I felt completely shaken by the time I returned. I did not realize that my defects were so numerous, various, and serious. I did not truly realize that, when it came down to it, I really don't know how to communicate normally. I don't know how to speak to people. And at the heart of that is the fact that I just don't consider other people. I don't consider what others think, or what they don't know.

What's worse is that such elements of personhood are basic. The fourth book is kindergarten-level (in a way). I quite fancied myself a mature person, but what rubbish such thoughts now seem.

All of that having been said, the point is that I'm finding it hard to know in what direction I'm actually heading in life right now. I feel very helpless, very amateur and unskilled. Thus, I'm not quite sure what to write, what to think. The haze really is timely.

The confounding factor is the moral standard of love, I suppose. These few months, I thought I was making some great bounds in learning about love. Suddenly, I'm faced with a vision of myself as a cold, detached, self-absorbed, ambitious, cowardly, condescending, and skeptical—in short, disgustingly awkward—human being. I'm like what on earth, I don't know anything, at all.
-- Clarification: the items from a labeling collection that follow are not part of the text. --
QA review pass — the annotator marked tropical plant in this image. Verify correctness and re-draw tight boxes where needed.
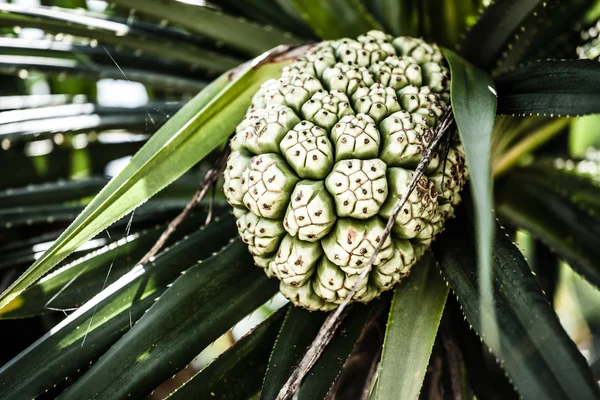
[0,0,600,400]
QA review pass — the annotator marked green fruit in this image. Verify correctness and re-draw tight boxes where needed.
[224,31,467,310]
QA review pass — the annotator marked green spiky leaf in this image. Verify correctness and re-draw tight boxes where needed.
[378,253,448,400]
[0,219,237,398]
[168,306,289,400]
[499,163,600,287]
[434,214,600,399]
[496,60,600,116]
[57,240,277,400]
[0,53,289,308]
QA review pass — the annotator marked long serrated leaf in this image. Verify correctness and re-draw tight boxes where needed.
[292,0,381,39]
[0,179,107,208]
[433,215,600,399]
[0,51,290,308]
[0,3,240,73]
[446,295,519,400]
[496,0,595,70]
[569,114,600,157]
[496,60,600,116]
[460,0,543,69]
[498,162,600,287]
[372,253,448,400]
[0,200,187,228]
[0,213,224,319]
[444,50,496,346]
[298,298,378,400]
[167,306,289,400]
[0,220,235,399]
[260,307,327,400]
[114,0,301,56]
[59,240,277,400]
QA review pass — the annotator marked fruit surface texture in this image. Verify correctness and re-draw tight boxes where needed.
[223,31,467,310]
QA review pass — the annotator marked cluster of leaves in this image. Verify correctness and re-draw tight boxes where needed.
[0,0,600,399]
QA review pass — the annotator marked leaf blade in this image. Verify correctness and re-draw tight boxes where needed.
[0,217,235,398]
[375,253,448,400]
[444,50,496,346]
[260,307,327,400]
[434,215,600,399]
[460,0,543,69]
[0,60,289,308]
[496,60,600,116]
[60,240,277,400]
[498,163,600,287]
[167,306,289,400]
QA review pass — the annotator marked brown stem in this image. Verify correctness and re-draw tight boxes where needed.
[138,146,230,264]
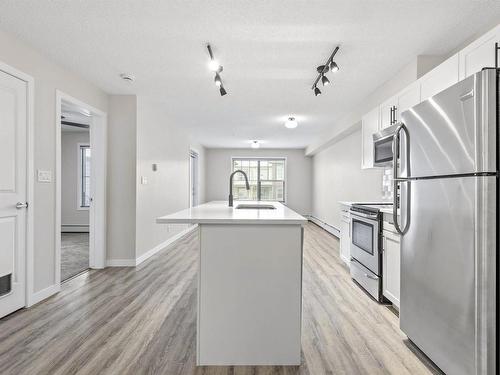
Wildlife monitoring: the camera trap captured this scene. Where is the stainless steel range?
[350,203,392,302]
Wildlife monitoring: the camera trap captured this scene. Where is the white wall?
[106,95,137,264]
[312,130,383,229]
[0,31,108,293]
[205,148,312,215]
[61,131,90,231]
[136,97,204,257]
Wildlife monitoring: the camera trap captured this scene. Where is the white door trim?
[55,90,107,285]
[0,61,35,307]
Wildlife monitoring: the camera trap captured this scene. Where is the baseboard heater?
[0,273,12,296]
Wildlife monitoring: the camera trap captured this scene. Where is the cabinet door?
[380,97,398,129]
[396,81,420,121]
[420,53,458,101]
[361,107,379,169]
[458,26,500,80]
[382,231,401,309]
[340,215,351,265]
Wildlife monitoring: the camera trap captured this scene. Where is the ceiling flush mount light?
[285,117,299,129]
[207,44,227,96]
[214,73,222,87]
[120,73,135,83]
[311,46,340,96]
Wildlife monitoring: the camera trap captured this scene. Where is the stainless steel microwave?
[373,124,399,167]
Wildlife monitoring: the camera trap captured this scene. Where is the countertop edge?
[156,218,307,225]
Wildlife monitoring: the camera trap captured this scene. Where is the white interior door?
[0,71,27,317]
[189,151,199,207]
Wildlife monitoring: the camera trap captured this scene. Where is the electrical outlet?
[37,169,52,182]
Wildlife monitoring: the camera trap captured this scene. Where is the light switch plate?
[37,169,52,182]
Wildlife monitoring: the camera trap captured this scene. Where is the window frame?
[230,156,288,205]
[76,143,92,211]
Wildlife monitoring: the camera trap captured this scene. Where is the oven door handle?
[351,211,378,220]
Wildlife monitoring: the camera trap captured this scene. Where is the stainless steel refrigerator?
[393,69,499,375]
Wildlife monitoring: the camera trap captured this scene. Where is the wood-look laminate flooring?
[0,224,437,375]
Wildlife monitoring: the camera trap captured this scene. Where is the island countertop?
[156,201,307,224]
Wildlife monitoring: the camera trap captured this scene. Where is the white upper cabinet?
[419,53,458,101]
[458,26,500,80]
[396,81,420,122]
[380,96,398,130]
[361,107,380,169]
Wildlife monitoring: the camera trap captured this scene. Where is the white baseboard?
[26,285,61,307]
[135,225,198,266]
[106,225,198,267]
[106,259,135,267]
[61,224,89,233]
[308,215,340,238]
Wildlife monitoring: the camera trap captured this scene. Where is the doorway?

The vigor with which I was poring into books is gone. I came back feeling so depressed I didn't feel like reading any more books. That fourth book has left me feeling haunted. It informed me that, despite my rather unusual ability to construct sturdy systems of thought, it's all in vain if I could not share it. Without love I am nothing. I hesitate when I try to come up with reading plans, because I don't want to become so absorbed in my own thoughts again that coming out of it would be awkward and painful.

There's much more to write about, more to reflect upon. I need to organize my thoughts and get an idea of what's going on. And my thought system has to be communicable. But it's late, and I need rest. I will continue tomorrow.